MONTEVIDÉU - A lei de regulação do consumo da maconha no Uruguai também prevê a produção de cânhamo para uso industrial, com aplicações em produtos de fibra, papel ou bioplástico. A lei considera planta destinada à produção do cânhamo industrial aquela que contém menos de 1% de THC, o componente psicoativo da maconha. Pesquisadores do Uruguai e da Argentina já demonstraram interesse em ampliar estudos sobre o tema.

Eloisa Capurro, Especial para O Estado de S.Paulo

25 de janeiro de 2014 | 02h02

"São opções de desenvolvimento que não deveriam cair nas mãos de empresas estrangeiras. É importante que se fomente a produção local, de pequenas até médias empresas", diz o pesquisador Martín Collazo. Segundo ele, grupos de agricultores uruguaios planejam entrar na produção de cânhamo.

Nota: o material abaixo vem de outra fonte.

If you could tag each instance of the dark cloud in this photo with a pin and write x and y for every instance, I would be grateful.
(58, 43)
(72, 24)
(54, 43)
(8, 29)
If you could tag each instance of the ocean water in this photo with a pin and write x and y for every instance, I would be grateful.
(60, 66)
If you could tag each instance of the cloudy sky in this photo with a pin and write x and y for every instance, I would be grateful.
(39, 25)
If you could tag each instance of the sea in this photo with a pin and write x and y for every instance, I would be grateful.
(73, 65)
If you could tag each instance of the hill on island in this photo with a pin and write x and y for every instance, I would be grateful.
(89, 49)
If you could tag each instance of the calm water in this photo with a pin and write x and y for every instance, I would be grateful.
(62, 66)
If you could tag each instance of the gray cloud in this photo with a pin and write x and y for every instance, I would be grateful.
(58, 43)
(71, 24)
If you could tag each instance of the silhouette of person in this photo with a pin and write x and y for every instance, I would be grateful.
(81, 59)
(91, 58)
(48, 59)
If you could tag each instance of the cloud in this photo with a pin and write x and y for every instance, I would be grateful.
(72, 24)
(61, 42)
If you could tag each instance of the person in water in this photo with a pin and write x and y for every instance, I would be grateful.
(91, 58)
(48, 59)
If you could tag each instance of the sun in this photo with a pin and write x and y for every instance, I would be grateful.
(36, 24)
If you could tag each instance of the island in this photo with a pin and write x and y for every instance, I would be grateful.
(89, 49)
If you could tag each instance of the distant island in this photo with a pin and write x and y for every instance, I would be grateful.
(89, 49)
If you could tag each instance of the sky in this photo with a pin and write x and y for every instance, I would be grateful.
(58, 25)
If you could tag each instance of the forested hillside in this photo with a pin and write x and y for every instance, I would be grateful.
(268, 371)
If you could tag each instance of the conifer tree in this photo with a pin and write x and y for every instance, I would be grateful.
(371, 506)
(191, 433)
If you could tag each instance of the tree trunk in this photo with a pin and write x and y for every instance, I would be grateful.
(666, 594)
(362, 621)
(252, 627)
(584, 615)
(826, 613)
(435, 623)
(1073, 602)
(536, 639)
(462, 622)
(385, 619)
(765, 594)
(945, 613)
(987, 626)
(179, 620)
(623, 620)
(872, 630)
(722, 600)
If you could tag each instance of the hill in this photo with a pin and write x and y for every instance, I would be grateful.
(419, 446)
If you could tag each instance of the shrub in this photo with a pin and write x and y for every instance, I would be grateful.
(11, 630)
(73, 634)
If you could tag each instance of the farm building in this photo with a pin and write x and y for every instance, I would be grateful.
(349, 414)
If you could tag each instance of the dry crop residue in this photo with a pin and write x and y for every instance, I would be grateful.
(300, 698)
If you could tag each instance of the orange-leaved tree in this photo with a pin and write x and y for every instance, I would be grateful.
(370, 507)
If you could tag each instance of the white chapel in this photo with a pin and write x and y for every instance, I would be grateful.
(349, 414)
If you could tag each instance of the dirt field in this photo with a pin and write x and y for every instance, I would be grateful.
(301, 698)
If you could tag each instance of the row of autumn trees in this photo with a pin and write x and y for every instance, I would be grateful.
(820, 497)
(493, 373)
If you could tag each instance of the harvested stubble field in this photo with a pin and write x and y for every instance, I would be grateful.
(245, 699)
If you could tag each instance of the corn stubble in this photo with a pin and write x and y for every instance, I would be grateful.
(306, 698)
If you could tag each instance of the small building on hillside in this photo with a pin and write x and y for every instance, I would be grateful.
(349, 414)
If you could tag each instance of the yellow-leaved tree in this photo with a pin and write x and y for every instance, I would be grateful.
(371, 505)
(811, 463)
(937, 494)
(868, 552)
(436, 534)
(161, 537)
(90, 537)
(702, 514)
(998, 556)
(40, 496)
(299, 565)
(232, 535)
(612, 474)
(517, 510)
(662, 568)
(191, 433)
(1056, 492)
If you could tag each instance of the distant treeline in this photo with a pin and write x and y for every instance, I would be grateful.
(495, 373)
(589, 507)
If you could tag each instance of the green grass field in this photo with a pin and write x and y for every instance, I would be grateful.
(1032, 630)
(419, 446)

Algumas variedades do cânhamo com menos de 0,3% de THC são permitidas na Grã-Bretanha, na Alemanha, na Áustria e na Suíça. Também o Canadá e a Austrália legalizaram sua produção. A China é o maior produtor da planta e nos EUA se estima que a venda de produtos fabricados com o cânhamo tenha alcançado US$ 500 milhões em 2012.